帰れよ、とも言いづらいしどうしたものか。
さすがに一緒に住んでることは言わないほうがいいよな?
「あ、あの……私、今はここに住んでいるので帰りませんよ?」
「な、なんですってええええ!? どういうことよハヤト!」
と思ったらあっさりルシアが地雷を踏んだ。
あああ、なんてことを言ってしまったんだ。
それだと絶対誤解されるだろ!
「いや、違うんだ。誤解だ! いや誤解じゃないけど誤解なんだ!」
「もー、なにいってるかわからないわ! ちゃんと説明してよ!」
――もうこれはごまかしきれない。
俺はルシアが異世界人であることと、帰るまで一緒に住んでいるということを話したのだった。

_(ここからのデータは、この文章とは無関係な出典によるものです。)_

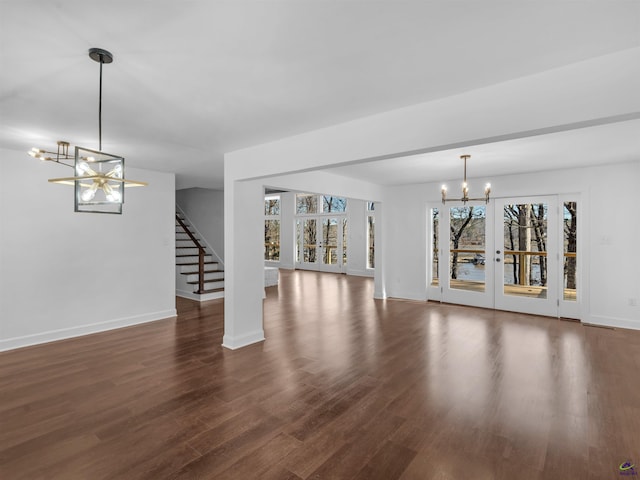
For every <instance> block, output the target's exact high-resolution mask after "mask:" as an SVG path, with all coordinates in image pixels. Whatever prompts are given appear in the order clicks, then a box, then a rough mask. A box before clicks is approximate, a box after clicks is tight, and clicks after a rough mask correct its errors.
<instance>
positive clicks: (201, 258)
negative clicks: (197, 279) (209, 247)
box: [176, 213, 205, 295]
mask: <svg viewBox="0 0 640 480" xmlns="http://www.w3.org/2000/svg"><path fill="white" fill-rule="evenodd" d="M176 220H177V222H178V223H179V224H180V226H181V227H182V229H183V230H184V232H185V233H186V234H187V235H188V236H189V238H190V239H191V241H192V242H193V243H194V244H195V245H196V247H197V248H198V291H197V292H196V293H197V294H199V295H201V294H203V293H204V256H205V249H204V247H203V246H202V245H200V242H198V239H197V238H196V237H194V236H193V233H191V230H189V228H188V227H187V225H186V224H185V223H184V222H183V221H182V219H181V218H180V216H179V215H178V214H177V213H176Z"/></svg>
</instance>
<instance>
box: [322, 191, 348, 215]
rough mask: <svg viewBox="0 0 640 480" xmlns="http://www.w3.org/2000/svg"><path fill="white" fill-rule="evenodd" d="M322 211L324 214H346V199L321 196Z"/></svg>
mask: <svg viewBox="0 0 640 480" xmlns="http://www.w3.org/2000/svg"><path fill="white" fill-rule="evenodd" d="M322 211H323V212H324V213H334V212H336V213H337V212H341V213H343V212H346V211H347V199H346V198H343V197H332V196H327V195H323V196H322Z"/></svg>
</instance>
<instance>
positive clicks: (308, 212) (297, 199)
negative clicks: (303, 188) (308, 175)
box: [296, 194, 318, 214]
mask: <svg viewBox="0 0 640 480" xmlns="http://www.w3.org/2000/svg"><path fill="white" fill-rule="evenodd" d="M296 212H297V213H301V214H306V213H318V196H317V195H307V194H298V195H296Z"/></svg>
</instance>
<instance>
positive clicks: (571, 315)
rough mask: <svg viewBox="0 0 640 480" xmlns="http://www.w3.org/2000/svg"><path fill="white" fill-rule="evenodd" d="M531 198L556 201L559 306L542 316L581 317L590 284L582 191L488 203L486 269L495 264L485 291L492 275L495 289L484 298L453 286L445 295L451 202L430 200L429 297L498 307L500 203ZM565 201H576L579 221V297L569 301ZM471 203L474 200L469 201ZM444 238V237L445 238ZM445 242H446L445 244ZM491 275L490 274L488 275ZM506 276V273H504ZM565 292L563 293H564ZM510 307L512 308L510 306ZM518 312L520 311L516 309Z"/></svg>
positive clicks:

「他のやつらには言うなよ? 絶対に言うなよ? 騒ぎになったら大変だからさ」
「そ、そんな話、し、信じられると思ってるわけ? 嘘ならもっとマシな嘘つきなさいよ!」
「んー、ハヤトが嘘をつくとは思えないけどなあ。確かに信じがたい話ではあるけども」
しかし、アカネは全く信じようとしない。
ユウジも半信半疑ながら俺のことを信じようとしてくれてるようだった。
「な、なあ。ルシア。なんか異世界人であることを証明できるようなものを持ってないのか?」
「え、えーっと……こ、これとかはどうでしょう?」
そういってルシアが取り出したのは、赤色に輝く綺麗な宝石だった。
宝石には詳しくないがルビーに似た感じだ。
これは異世界の宝石なのだろうか?
「これは、魔法石といって魔力が込められてる魔法道具なんです」
そういって、ルシアはその宝石を握りなにやら祈るようなポーズをとった。
すると突然、ルシアの両手が赤く光り始めた。
手を開くとそこには小さな赤い火の玉がゆらゆらとうごめいていた。
「この石にはラグールさんの火属性魔法の力が込められてるのでこうやって火の玉を作り出すことができます」
「おお!」
異世界にいってた俺もこんなものがあるなんて知らなかったので驚いてしまった。
と、次の瞬間、火の玉がルシアの手から落ちた。
「あ、間違っちゃった! 大変、早く、早く消さないと!」
「えええええ?!」
あわてて消火作業をする俺たち。
そして、なんとか大事には至らず、無事に消化できた。机は少し焦げてしまったが。
間違えちゃったじゃ済まされないぞ、全く。
「な、何よ今の……私夢でも見てるの? 手品か何かかしら……」
「うおー、魔法道具なんてカッコいいな! まるでゲームの世界って感じだな!」
一段落したあとアカネとユウジがそうつぶやいた。
アカネのほうは、まだ信じられないといった様子だ。
ユウジのほうは、何やら楽しそうにしている。
「なあ、これでわかったろ? そういうわけだから今日はもう遅いから帰……」
「わかったわ! ルシアさんがここに住んでるっていうなら、私も今日はここに泊まって看病する!」
わかってねえじゃねえか!
アカネって意外と天然なのかなあ。
「いや、もう具合も大分よくなったし、大丈夫だって!」
「ええ、でも……ま、まあハヤトがそこまで言うなら……」
なんだか悲しそうに帰り支度を始めるアカネ。
うう、そ、そんな目で見ないでくれ。
これ以上、二人の争いを見ていたくないんだ。すまん。
「ふー、やっと帰る気になったか。よーし、じゃあまた明日なハヤト!」
「お、おう。くれぐれもルシアのことは内密にな」
こうしてようやく二人は帰っていった。